Obi still gets its fixed timestep from Unity's fixed timestep value. What it doesn't use is Unity's maximum allowed timestep, that puts a limit on the amount of times FixedUpdate() can be called per frame. Instead each solver has its own maximum amount of steps, this allows you to have finer control over how much budget is spent on particle simulation.

(21-08-2024, 09:40 AM)goosejordan Wrote: A bit of an odd solution on the other library to modify fixed timestep. I see the need for it, VR hand physics look smoother if it updates with the framerate, but modifying fixed timestep is not the right way Lengua 

Not an ideal solution, agreed. I guess they wanted to both have the hand update in sync with physics (probably for rigidbody interaction) but at the same time be as smooth as possible, so they just synced the fixed timestep to the framerate.

In these cases using interpolation is a better solution, as it allows you to have both smooth visuals and an adequate timestep.

(21-08-2024, 09:40 AM)goosejordan Wrote: It is no longer possible to update Obi with the framerate, right?

Depends on what you mean by "with the framerate". If you mean using a variable timestep (like in Obi 6 when using ObiLateUpdater instead of ObiFixedUpdater) then no.
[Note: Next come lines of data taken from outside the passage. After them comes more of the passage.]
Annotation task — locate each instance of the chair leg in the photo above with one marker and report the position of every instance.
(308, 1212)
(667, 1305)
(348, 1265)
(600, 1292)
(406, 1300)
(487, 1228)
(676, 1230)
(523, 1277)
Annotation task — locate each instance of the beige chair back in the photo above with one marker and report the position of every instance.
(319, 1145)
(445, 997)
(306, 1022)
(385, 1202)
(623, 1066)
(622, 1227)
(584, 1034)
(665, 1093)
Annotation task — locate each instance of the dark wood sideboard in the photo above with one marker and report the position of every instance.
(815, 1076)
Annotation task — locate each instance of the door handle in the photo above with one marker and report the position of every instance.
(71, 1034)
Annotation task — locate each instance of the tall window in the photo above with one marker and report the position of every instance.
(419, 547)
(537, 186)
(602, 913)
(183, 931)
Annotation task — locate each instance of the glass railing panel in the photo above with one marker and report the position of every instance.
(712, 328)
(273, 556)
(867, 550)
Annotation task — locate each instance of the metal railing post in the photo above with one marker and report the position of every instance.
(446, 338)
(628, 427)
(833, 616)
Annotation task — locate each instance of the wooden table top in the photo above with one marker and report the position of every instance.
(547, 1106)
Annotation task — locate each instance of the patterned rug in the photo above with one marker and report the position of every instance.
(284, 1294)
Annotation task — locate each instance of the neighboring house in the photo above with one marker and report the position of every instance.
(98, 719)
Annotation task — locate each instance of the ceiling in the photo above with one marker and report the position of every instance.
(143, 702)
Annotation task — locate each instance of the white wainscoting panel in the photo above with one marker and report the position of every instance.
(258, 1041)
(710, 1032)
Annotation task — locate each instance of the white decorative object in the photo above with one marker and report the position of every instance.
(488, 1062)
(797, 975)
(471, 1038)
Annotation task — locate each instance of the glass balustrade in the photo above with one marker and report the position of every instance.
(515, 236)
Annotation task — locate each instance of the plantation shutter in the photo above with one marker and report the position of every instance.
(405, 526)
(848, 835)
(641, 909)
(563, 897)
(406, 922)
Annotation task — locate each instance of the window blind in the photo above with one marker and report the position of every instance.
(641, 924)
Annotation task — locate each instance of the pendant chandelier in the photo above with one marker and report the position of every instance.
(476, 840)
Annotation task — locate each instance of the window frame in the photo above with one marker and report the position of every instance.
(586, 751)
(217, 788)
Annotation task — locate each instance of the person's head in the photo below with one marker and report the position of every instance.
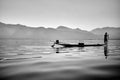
(105, 33)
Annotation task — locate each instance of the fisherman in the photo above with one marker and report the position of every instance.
(57, 42)
(106, 37)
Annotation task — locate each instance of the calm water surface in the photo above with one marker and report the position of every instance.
(37, 60)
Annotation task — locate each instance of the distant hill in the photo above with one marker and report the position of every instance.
(113, 32)
(61, 32)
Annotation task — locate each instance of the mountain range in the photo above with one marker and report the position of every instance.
(61, 32)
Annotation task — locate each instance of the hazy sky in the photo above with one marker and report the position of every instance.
(83, 14)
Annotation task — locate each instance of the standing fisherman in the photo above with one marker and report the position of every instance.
(106, 37)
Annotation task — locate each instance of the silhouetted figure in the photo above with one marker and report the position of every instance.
(106, 51)
(106, 37)
(57, 42)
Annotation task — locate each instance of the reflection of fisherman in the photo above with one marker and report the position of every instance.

This was a deliberate choice, since using a variable timestep tends to make simulation unstable and doesn't allow for async simulation (keeping worker threads busy in-between frames, which is where most of the performance gains in Obi 7 come from).

If you mean having Obi updated exactly once per FixedUpdate(), then yes: just set the ObiSolver's "max steps per frame" to max allowed timestep / fixed timestep (or just a really high value).